Effect of growth conditions on the formation of the relaxation complex of supercoiled ColE1 deoxyribonucleic acid and protein in Escherichia coli.

Abstract

Colicinogenic factor E1 (ColE1) is present in Escherichia coli strain JC411 (ColE1) cells to the extent of about 24 copies per cell. This number does not appear to vary in situations which give rise to twofold differences in the amount of chromosomal deoxyribonucleic acid (DNA) present per cell. If cells are grown in the absence of glucose, approximately 80% of the ColE1 molecules can be isolated as strand-specific DNA-protein relaxation complexes. When glucose is present in the medium, only about 30% of the plasmid molecules can be isolated as relaxation complexes.
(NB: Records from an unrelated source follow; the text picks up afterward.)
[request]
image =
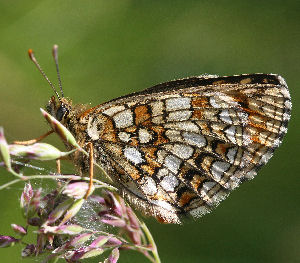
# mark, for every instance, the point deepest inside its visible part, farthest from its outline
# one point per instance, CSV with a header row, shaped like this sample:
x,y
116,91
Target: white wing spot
x,y
144,136
149,186
218,169
231,154
124,136
230,133
183,151
123,119
224,116
194,139
169,183
179,115
133,155
178,104
113,110
172,163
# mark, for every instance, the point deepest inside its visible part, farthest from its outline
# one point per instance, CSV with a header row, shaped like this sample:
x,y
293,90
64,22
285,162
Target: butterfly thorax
x,y
71,117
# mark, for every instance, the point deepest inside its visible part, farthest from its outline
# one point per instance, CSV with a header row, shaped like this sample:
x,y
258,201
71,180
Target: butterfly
x,y
179,148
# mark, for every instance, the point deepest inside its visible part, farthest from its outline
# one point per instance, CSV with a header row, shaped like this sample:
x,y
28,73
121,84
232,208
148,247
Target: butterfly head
x,y
59,108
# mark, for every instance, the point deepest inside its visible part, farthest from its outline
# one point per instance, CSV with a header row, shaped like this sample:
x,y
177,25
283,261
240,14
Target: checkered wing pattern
x,y
179,148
Medium shift experiments in which glucose was removed from the medium indicate that within 15 min after the shift the majority (>60%) of the plasmid can be isolated as relaxation complex. This rapid shift to the complexed state is accompanied by a two- to threefold increase in the rate of plasmid replication. The burst of replication and the shift to the complexed state are both inhibited by the presence of chloramphenicol. Inhibition of protein synthesis in log cultures by the addition of chloramphenicol or amino acid starvation allows ColE1 DNA to continue replicating long after chromosomal replication has ceased. Under these conditions, noncomplexed plasmid DNA accumulates while the amount of DNA that can be isolated in the complexed state remains constant at the level that existed prior to treatment. In the presence of chloramphenicol, there appears to be a random dissociation and association of ColE1 DNA and "relaxation protein" during or between rounds of replication.